Klinik und Poliklinik für Kardiologie, Universitätsklinikum Leipzig, Leipzig, Germany.
Central German Heart Alliance, Leipzig, Germany.
Am J Physiol Heart Circ Physiol. 2024 Oct 1;327(4):H869-H879. doi: 10.1152/ajpheart.00231.2024. Epub 2024 Aug 23.
Cardiogenic shock (CS) is characterized by impaired cardiac function, very high mortality, and limited treatment options. The proinflammatory signaling during different phases of CS is incompletely understood. We collected serum and plasma ( = 44) as well as freshly isolated peripheral blood mononuclear cells (PBMCs, = 7) of patients with CS complicating acute myocardial infarction on admission and after revascularization (24, 48, and 72 h) and of healthy controls (serum and plasma, = 75; PBMCs, = 12). PBMCs of patients with CS had increased gene expression of , , , , and and showed increased rates of pyroptosis (control, 4.7 ± 0.3 vs. 9.9 ± 1.7% in patients with CS, = 0.02). Serum interleukin (IL)-1β levels were increased after revascularization. IL-18 and IL-6 were higher in patients with CS than in healthy controls but comparable before and after revascularization. Proinflammatory apoptosis-associated speck-like proteins containing CARD (ASC) specks were elevated in the serum of patients with CS on admission and increased after revascularization (admission, 11.1 ± 4.4 specks/µL; after 24 h, 19.0 ± 3.9, = 0.02). ASC specks showed a significant association with 30-day mortality in patients with CS ( < 0.05). The estimated regression coefficients and odds ratios indicated a positive relationship between ASC specks and mortality (odds ratio: 1.029, 95% confidence interval, 1.000 to 1.072; = 0.02). Pyroptosis and circulating ASC specks are increased in patients with CS and are particularly induced after reperfusion. This underscores their potential role as a biomarker for poor outcomes in patients with CS. ASC specks represent promising new therapeutic targets for patients with CS with high inflammatory burden. The expression of NLR family pyrin domain containing-3 (NLRP3) inflammasome-related genes and the rate of pyroptosis are increased in PBMCs from patients with CS. Furthermore, patients with CS are characterized by higher serum concentrations of ASC specks and IL-1β, IL-6, and IL-18. This current study adds circulating ASC specks to the portfolio of biomarkers for the identification of patients with a high inflammatory burden paving the way for precision medicine approaches to improve clinical outcomes.

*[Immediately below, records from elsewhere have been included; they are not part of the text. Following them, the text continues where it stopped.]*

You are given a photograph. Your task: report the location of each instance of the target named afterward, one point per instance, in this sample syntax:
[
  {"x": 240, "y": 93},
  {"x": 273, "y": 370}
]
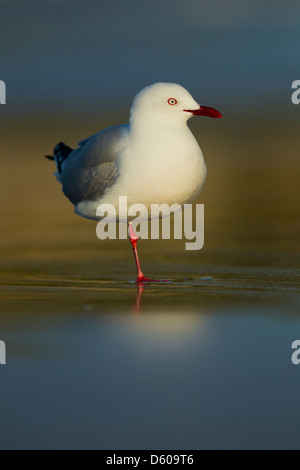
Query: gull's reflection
[{"x": 140, "y": 290}]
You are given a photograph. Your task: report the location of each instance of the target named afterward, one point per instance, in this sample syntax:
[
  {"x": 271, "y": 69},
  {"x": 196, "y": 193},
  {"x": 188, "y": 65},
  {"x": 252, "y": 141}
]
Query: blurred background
[{"x": 152, "y": 380}]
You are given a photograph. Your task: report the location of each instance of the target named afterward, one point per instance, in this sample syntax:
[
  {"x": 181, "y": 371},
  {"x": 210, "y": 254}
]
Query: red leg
[{"x": 140, "y": 276}]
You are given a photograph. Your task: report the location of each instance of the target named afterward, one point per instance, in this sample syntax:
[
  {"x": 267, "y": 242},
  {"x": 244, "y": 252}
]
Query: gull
[{"x": 154, "y": 158}]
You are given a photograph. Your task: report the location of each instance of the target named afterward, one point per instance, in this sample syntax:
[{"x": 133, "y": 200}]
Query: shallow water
[{"x": 203, "y": 361}]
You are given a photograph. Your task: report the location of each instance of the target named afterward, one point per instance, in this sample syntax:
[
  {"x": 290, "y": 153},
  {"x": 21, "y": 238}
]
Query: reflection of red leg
[
  {"x": 140, "y": 290},
  {"x": 133, "y": 239}
]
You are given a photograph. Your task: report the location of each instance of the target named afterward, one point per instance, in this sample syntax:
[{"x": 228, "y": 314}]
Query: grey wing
[{"x": 91, "y": 169}]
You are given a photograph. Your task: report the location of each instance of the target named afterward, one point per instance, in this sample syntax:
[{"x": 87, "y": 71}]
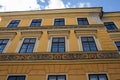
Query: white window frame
[
  {"x": 36, "y": 18},
  {"x": 95, "y": 39},
  {"x": 59, "y": 18},
  {"x": 50, "y": 43},
  {"x": 21, "y": 42},
  {"x": 7, "y": 45}
]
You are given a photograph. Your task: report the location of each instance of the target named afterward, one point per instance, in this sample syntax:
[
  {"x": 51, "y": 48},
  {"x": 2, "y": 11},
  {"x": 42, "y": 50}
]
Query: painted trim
[
  {"x": 26, "y": 75},
  {"x": 33, "y": 19},
  {"x": 95, "y": 39}
]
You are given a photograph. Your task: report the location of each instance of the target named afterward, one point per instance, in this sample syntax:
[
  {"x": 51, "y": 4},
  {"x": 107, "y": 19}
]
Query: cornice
[
  {"x": 66, "y": 56},
  {"x": 53, "y": 11},
  {"x": 67, "y": 27}
]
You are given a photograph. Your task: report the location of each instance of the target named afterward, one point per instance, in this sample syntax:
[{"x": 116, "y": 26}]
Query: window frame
[
  {"x": 7, "y": 45},
  {"x": 98, "y": 46},
  {"x": 50, "y": 43},
  {"x": 116, "y": 46},
  {"x": 21, "y": 43},
  {"x": 115, "y": 28},
  {"x": 58, "y": 44},
  {"x": 14, "y": 20},
  {"x": 82, "y": 21},
  {"x": 97, "y": 75},
  {"x": 59, "y": 19},
  {"x": 36, "y": 19}
]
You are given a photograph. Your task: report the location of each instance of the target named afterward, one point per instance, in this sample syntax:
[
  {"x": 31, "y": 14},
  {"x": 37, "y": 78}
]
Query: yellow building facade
[{"x": 63, "y": 44}]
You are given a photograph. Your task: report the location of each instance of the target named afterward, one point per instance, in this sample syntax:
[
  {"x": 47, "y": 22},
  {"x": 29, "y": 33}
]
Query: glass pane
[
  {"x": 84, "y": 39},
  {"x": 61, "y": 40},
  {"x": 55, "y": 39},
  {"x": 90, "y": 39},
  {"x": 33, "y": 40},
  {"x": 54, "y": 49},
  {"x": 22, "y": 50},
  {"x": 26, "y": 40},
  {"x": 61, "y": 49},
  {"x": 5, "y": 41},
  {"x": 30, "y": 50},
  {"x": 93, "y": 48},
  {"x": 24, "y": 45},
  {"x": 61, "y": 45},
  {"x": 31, "y": 46}
]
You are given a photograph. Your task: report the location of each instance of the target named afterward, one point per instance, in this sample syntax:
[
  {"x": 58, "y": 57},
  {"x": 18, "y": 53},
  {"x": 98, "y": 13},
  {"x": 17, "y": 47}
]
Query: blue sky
[{"x": 25, "y": 5}]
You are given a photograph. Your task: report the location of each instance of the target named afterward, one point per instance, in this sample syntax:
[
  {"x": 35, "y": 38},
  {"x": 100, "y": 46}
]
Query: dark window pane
[
  {"x": 82, "y": 21},
  {"x": 36, "y": 22},
  {"x": 118, "y": 45},
  {"x": 59, "y": 22},
  {"x": 3, "y": 43},
  {"x": 110, "y": 25},
  {"x": 88, "y": 44},
  {"x": 58, "y": 45}
]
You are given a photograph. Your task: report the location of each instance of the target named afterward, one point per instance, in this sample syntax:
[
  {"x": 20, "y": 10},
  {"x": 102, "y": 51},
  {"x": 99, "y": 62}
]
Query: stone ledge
[{"x": 59, "y": 56}]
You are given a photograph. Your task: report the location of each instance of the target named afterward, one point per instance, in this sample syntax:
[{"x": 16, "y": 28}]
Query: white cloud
[
  {"x": 55, "y": 4},
  {"x": 86, "y": 4},
  {"x": 68, "y": 5},
  {"x": 18, "y": 5}
]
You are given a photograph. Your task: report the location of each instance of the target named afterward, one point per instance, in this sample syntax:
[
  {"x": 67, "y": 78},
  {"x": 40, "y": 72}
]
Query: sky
[{"x": 27, "y": 5}]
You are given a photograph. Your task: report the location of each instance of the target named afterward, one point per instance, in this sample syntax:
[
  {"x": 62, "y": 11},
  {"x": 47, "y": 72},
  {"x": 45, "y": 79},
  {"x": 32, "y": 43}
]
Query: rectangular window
[
  {"x": 56, "y": 77},
  {"x": 58, "y": 44},
  {"x": 110, "y": 25},
  {"x": 28, "y": 45},
  {"x": 59, "y": 22},
  {"x": 36, "y": 23},
  {"x": 13, "y": 24},
  {"x": 3, "y": 43},
  {"x": 98, "y": 77},
  {"x": 16, "y": 77},
  {"x": 82, "y": 21},
  {"x": 118, "y": 45},
  {"x": 88, "y": 44}
]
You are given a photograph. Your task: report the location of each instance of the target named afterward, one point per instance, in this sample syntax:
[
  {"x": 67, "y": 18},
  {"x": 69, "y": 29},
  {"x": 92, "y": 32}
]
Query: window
[
  {"x": 98, "y": 77},
  {"x": 16, "y": 78},
  {"x": 88, "y": 44},
  {"x": 110, "y": 25},
  {"x": 13, "y": 24},
  {"x": 59, "y": 22},
  {"x": 28, "y": 45},
  {"x": 36, "y": 22},
  {"x": 58, "y": 44},
  {"x": 56, "y": 77},
  {"x": 82, "y": 21},
  {"x": 3, "y": 43},
  {"x": 118, "y": 45}
]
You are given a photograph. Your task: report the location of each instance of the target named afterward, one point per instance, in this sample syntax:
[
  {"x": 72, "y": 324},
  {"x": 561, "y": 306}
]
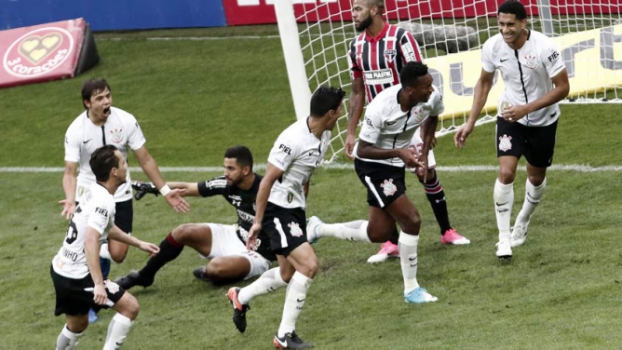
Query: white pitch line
[{"x": 461, "y": 168}]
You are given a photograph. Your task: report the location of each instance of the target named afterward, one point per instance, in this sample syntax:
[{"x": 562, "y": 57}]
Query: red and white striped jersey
[{"x": 379, "y": 60}]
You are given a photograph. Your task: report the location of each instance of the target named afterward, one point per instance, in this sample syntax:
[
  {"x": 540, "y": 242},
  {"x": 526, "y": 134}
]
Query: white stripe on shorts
[
  {"x": 373, "y": 189},
  {"x": 277, "y": 224}
]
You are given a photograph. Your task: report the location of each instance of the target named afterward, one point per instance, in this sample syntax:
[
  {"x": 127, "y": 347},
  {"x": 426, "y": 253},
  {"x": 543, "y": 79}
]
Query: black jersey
[{"x": 244, "y": 203}]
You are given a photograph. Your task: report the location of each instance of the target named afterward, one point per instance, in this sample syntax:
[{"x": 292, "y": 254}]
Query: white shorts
[
  {"x": 225, "y": 242},
  {"x": 417, "y": 143}
]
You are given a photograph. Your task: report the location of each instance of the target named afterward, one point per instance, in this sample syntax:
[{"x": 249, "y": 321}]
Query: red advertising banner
[
  {"x": 244, "y": 12},
  {"x": 40, "y": 53}
]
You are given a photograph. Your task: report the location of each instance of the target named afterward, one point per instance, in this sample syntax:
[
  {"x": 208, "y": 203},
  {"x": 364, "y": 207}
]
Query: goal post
[{"x": 315, "y": 35}]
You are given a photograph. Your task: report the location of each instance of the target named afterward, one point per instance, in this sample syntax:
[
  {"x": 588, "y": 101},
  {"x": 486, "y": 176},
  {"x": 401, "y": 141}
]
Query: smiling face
[
  {"x": 511, "y": 28},
  {"x": 98, "y": 105}
]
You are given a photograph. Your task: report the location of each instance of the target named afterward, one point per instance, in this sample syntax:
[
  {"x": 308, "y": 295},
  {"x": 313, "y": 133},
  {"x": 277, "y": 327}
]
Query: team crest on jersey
[
  {"x": 116, "y": 135},
  {"x": 388, "y": 188},
  {"x": 530, "y": 60},
  {"x": 295, "y": 229},
  {"x": 389, "y": 55},
  {"x": 505, "y": 143}
]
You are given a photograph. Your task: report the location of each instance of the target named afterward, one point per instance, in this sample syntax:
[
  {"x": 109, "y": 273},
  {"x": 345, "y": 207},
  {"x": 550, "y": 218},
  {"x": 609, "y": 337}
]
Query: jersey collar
[{"x": 380, "y": 35}]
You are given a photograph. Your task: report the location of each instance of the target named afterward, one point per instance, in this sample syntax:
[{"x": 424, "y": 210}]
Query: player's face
[
  {"x": 361, "y": 15},
  {"x": 510, "y": 27},
  {"x": 423, "y": 90},
  {"x": 234, "y": 173},
  {"x": 121, "y": 174}
]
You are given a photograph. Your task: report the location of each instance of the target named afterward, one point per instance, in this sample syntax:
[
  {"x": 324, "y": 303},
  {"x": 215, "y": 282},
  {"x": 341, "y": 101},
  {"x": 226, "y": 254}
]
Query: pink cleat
[
  {"x": 387, "y": 250},
  {"x": 452, "y": 237}
]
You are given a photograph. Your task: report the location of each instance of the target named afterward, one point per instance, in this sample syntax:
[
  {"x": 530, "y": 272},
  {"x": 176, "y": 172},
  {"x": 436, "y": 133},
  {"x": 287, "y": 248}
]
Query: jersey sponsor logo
[
  {"x": 388, "y": 187},
  {"x": 294, "y": 229},
  {"x": 505, "y": 143},
  {"x": 389, "y": 55},
  {"x": 379, "y": 77},
  {"x": 116, "y": 135},
  {"x": 38, "y": 52},
  {"x": 553, "y": 56},
  {"x": 285, "y": 149}
]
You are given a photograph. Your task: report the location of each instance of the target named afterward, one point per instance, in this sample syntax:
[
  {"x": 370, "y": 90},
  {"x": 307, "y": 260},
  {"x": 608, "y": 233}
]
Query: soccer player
[
  {"x": 225, "y": 245},
  {"x": 535, "y": 80},
  {"x": 75, "y": 269},
  {"x": 281, "y": 213},
  {"x": 101, "y": 124},
  {"x": 377, "y": 56},
  {"x": 382, "y": 153}
]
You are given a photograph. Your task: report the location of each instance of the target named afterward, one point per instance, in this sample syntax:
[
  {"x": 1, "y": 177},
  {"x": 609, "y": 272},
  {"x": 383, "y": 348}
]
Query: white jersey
[
  {"x": 96, "y": 210},
  {"x": 386, "y": 126},
  {"x": 297, "y": 152},
  {"x": 83, "y": 138},
  {"x": 526, "y": 72}
]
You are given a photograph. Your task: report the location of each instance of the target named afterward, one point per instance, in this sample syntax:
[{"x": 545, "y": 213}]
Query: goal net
[{"x": 316, "y": 35}]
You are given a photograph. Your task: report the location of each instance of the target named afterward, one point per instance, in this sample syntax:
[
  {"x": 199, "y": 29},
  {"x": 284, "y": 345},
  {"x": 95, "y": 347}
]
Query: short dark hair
[
  {"x": 324, "y": 99},
  {"x": 513, "y": 7},
  {"x": 92, "y": 86},
  {"x": 102, "y": 161},
  {"x": 242, "y": 155},
  {"x": 411, "y": 72}
]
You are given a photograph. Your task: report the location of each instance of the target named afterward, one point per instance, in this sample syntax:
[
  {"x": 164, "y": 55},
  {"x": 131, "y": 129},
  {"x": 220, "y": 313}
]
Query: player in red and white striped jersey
[{"x": 376, "y": 57}]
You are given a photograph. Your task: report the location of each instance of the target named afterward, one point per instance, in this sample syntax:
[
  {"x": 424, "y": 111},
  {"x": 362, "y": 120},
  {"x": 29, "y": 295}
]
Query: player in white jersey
[
  {"x": 101, "y": 124},
  {"x": 535, "y": 80},
  {"x": 383, "y": 152},
  {"x": 376, "y": 56},
  {"x": 75, "y": 269},
  {"x": 281, "y": 214}
]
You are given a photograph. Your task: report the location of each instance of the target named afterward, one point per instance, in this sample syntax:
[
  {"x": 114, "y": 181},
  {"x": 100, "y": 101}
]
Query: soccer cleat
[
  {"x": 239, "y": 310},
  {"x": 201, "y": 274},
  {"x": 290, "y": 341},
  {"x": 504, "y": 250},
  {"x": 452, "y": 237},
  {"x": 313, "y": 225},
  {"x": 133, "y": 279},
  {"x": 93, "y": 316},
  {"x": 419, "y": 295},
  {"x": 387, "y": 250},
  {"x": 519, "y": 235}
]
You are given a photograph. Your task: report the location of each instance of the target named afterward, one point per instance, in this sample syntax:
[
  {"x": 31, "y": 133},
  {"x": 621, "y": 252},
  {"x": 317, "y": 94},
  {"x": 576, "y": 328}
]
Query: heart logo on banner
[{"x": 35, "y": 48}]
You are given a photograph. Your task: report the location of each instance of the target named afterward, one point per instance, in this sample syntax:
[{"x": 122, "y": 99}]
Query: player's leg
[
  {"x": 510, "y": 143},
  {"x": 539, "y": 155},
  {"x": 127, "y": 310},
  {"x": 407, "y": 216}
]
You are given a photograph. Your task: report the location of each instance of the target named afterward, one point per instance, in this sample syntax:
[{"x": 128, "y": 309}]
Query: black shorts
[
  {"x": 124, "y": 216},
  {"x": 384, "y": 183},
  {"x": 537, "y": 144},
  {"x": 73, "y": 299},
  {"x": 287, "y": 228}
]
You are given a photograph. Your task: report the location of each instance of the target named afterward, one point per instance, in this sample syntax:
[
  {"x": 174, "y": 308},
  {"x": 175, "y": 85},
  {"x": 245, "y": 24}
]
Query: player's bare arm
[
  {"x": 357, "y": 101},
  {"x": 150, "y": 167},
  {"x": 561, "y": 90},
  {"x": 69, "y": 186},
  {"x": 118, "y": 235},
  {"x": 369, "y": 151},
  {"x": 482, "y": 89},
  {"x": 272, "y": 174},
  {"x": 91, "y": 250}
]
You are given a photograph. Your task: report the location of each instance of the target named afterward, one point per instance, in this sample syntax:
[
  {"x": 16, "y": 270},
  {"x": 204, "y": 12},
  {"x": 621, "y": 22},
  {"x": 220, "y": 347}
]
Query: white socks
[
  {"x": 533, "y": 194},
  {"x": 67, "y": 340},
  {"x": 118, "y": 329},
  {"x": 268, "y": 282},
  {"x": 408, "y": 259},
  {"x": 294, "y": 301},
  {"x": 503, "y": 198},
  {"x": 352, "y": 231}
]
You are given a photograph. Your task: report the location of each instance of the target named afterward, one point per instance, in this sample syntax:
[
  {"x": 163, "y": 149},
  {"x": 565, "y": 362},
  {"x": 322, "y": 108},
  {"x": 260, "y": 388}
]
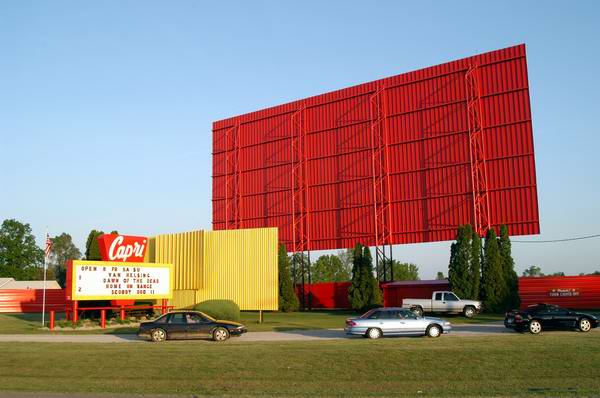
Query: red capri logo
[{"x": 122, "y": 248}]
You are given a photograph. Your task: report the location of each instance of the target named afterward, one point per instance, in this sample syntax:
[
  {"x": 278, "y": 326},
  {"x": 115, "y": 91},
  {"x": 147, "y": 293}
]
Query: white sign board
[{"x": 107, "y": 280}]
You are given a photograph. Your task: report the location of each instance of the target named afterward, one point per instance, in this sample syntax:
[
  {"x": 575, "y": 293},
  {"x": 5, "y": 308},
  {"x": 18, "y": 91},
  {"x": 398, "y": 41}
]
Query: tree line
[
  {"x": 22, "y": 259},
  {"x": 487, "y": 273}
]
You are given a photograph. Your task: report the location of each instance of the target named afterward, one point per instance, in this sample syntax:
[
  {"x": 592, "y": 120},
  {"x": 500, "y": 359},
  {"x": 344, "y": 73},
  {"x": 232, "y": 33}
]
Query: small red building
[{"x": 577, "y": 292}]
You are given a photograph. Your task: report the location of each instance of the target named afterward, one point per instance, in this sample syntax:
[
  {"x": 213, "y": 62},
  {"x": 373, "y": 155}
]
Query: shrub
[{"x": 220, "y": 309}]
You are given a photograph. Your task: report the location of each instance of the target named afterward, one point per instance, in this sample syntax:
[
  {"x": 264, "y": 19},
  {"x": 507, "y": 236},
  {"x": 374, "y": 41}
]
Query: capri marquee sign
[{"x": 115, "y": 280}]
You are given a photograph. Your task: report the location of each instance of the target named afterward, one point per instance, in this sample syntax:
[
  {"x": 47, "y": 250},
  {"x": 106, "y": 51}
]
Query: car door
[
  {"x": 389, "y": 322},
  {"x": 543, "y": 313},
  {"x": 198, "y": 327},
  {"x": 410, "y": 323},
  {"x": 563, "y": 318},
  {"x": 438, "y": 304},
  {"x": 452, "y": 302},
  {"x": 176, "y": 326}
]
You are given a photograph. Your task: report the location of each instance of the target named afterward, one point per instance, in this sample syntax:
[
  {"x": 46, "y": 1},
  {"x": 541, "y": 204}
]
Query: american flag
[{"x": 48, "y": 245}]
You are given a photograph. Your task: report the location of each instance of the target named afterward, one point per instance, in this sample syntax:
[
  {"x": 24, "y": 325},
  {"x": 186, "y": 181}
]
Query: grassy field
[
  {"x": 273, "y": 321},
  {"x": 551, "y": 364}
]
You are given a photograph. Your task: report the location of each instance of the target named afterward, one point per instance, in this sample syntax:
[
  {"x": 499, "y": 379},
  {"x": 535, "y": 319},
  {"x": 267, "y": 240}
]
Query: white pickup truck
[{"x": 443, "y": 301}]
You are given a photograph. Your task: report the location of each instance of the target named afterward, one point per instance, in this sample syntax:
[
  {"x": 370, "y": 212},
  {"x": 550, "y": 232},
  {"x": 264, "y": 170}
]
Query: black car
[
  {"x": 189, "y": 325},
  {"x": 536, "y": 318}
]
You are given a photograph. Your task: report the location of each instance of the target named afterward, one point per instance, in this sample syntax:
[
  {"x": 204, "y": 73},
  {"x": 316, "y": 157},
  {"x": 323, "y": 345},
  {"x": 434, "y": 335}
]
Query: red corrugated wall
[
  {"x": 327, "y": 295},
  {"x": 31, "y": 300},
  {"x": 567, "y": 291},
  {"x": 429, "y": 158}
]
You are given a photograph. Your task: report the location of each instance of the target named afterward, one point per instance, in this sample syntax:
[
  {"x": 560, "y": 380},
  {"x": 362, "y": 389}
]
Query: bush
[{"x": 220, "y": 309}]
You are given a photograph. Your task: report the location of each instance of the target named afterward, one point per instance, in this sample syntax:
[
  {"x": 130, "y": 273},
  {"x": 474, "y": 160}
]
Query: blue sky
[{"x": 106, "y": 107}]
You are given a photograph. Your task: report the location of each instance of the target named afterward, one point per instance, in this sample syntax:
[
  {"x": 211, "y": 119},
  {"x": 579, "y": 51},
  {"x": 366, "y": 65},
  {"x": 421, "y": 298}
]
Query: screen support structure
[
  {"x": 481, "y": 206},
  {"x": 300, "y": 206},
  {"x": 380, "y": 160},
  {"x": 233, "y": 218}
]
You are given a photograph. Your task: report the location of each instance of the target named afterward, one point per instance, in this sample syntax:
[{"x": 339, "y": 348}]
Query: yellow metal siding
[
  {"x": 241, "y": 265},
  {"x": 184, "y": 251}
]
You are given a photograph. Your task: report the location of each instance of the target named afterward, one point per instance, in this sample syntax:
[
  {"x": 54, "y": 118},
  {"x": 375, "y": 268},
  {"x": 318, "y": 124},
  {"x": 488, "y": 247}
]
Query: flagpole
[{"x": 45, "y": 268}]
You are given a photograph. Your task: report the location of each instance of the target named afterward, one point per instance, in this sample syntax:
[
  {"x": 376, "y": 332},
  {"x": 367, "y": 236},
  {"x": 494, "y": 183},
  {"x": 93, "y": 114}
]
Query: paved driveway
[{"x": 485, "y": 329}]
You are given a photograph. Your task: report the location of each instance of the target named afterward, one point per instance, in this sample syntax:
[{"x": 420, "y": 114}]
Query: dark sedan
[
  {"x": 189, "y": 325},
  {"x": 540, "y": 317}
]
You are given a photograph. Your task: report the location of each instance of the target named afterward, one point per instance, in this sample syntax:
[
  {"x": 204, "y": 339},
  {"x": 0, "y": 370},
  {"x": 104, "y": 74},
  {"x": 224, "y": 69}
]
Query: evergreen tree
[
  {"x": 329, "y": 268},
  {"x": 459, "y": 274},
  {"x": 288, "y": 301},
  {"x": 475, "y": 266},
  {"x": 92, "y": 251},
  {"x": 20, "y": 257},
  {"x": 374, "y": 294},
  {"x": 492, "y": 276},
  {"x": 63, "y": 249},
  {"x": 357, "y": 288},
  {"x": 511, "y": 280},
  {"x": 364, "y": 292}
]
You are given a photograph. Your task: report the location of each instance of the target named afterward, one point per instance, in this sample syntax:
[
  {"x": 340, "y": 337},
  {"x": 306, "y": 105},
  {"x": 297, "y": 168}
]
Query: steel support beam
[
  {"x": 380, "y": 160},
  {"x": 233, "y": 213},
  {"x": 479, "y": 184},
  {"x": 300, "y": 203}
]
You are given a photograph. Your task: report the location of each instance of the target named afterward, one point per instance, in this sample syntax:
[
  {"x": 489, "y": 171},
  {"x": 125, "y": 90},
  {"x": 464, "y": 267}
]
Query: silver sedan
[{"x": 395, "y": 322}]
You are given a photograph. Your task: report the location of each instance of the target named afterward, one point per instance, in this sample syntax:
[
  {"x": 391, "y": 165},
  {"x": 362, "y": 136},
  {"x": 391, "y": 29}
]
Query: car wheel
[
  {"x": 418, "y": 311},
  {"x": 374, "y": 333},
  {"x": 158, "y": 335},
  {"x": 584, "y": 325},
  {"x": 469, "y": 312},
  {"x": 434, "y": 331},
  {"x": 535, "y": 327},
  {"x": 220, "y": 334}
]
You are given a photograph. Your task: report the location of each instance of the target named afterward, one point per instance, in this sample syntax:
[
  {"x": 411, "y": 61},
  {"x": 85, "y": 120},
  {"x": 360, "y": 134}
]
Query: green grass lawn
[
  {"x": 276, "y": 321},
  {"x": 551, "y": 364}
]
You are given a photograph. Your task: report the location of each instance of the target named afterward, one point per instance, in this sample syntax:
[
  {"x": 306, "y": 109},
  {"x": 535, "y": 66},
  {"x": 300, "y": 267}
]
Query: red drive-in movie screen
[{"x": 404, "y": 159}]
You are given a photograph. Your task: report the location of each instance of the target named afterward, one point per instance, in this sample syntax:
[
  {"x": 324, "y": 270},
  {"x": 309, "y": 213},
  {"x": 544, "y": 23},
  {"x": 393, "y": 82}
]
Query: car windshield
[
  {"x": 208, "y": 317},
  {"x": 367, "y": 314}
]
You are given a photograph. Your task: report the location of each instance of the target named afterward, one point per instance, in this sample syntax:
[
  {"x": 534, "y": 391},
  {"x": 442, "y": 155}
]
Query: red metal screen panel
[
  {"x": 31, "y": 300},
  {"x": 404, "y": 159},
  {"x": 581, "y": 292},
  {"x": 327, "y": 295}
]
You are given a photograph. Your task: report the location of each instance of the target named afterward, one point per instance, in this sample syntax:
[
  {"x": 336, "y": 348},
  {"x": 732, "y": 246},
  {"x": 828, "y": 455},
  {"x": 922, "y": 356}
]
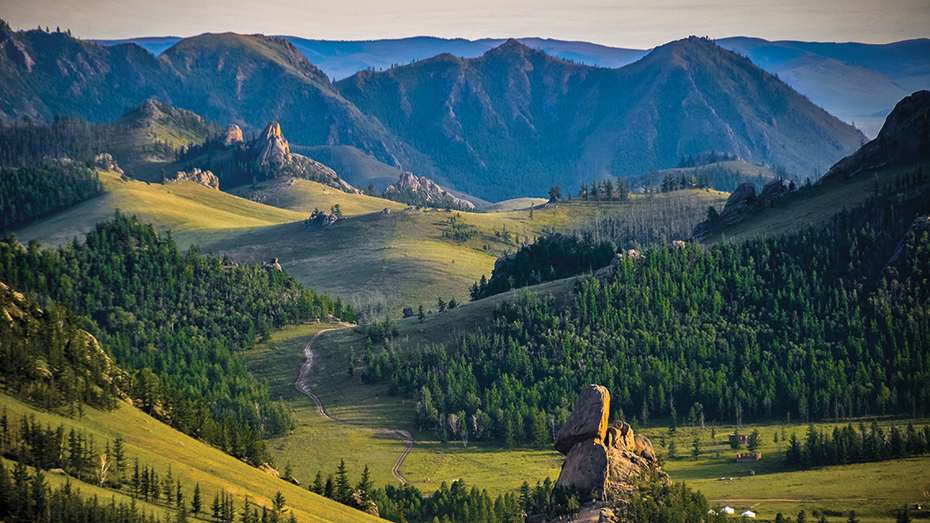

心原性休克(CS)的特征是心功能受损、死亡率非常高和治疗选择有限。CS 不同阶段的促炎信号通路尚未完全清楚。我们收集了入院时和再灌注后(24、48 和 72 小时)并发急性心肌梗死的 CS 患者(血清和血浆=44,外周血单个核细胞[PBMC]=7)以及健康对照者(血清和血浆=75,PBMC=12)的血清和血浆以及新鲜分离的外周血单个核细胞(PBMC)。CS 患者的 PBMC 中 、 、 、 和 的基因表达增加,并且发生细胞焦亡的比率增加(对照,4.7±0.3% vs. CS 患者,9.9±1.7%, =0.02)。再灌注后血清白细胞介素(IL)-1β水平升高。与健康对照组相比,CS 患者的 IL-18 和 IL-6 更高,但再灌注前后无差异。CS 患者入院时血清中促炎凋亡相关斑点样蛋白含有 CARD(ASC)斑增多,再灌注后增加(入院时,11.1±4.4 斑点/μL;24 小时后,19.0±3.9, =0.02)。入院时 ASC 斑与 CS 患者 30 天死亡率显著相关( <0.05)。估计的回归系数和优势比表明 ASC 斑与死亡率之间存在正相关关系(优势比:1.029,95%置信区间,1.000 至 1.072; =0.02)。CS 患者中细胞焦亡和循环 ASC 斑增多,特别是再灌注后诱导增加。这突出了它们作为 CS 患者不良预后生物标志物的潜在作用。ASC 斑代表 NLR 家族含 pyrin 结构域蛋白 3(NLRP3)炎性小体相关基因表达增加和细胞焦亡率增加的 CS 患者的有希望的新治疗靶点。此外,CS 患者的 ASC 斑和 IL-1β、IL-6 和 IL-18 血清浓度较高。本研究将循环 ASC 斑添加到用于识别炎症负担高的患者的生物标志物组合中,为改善临床结局的精准医学方法铺平了道路。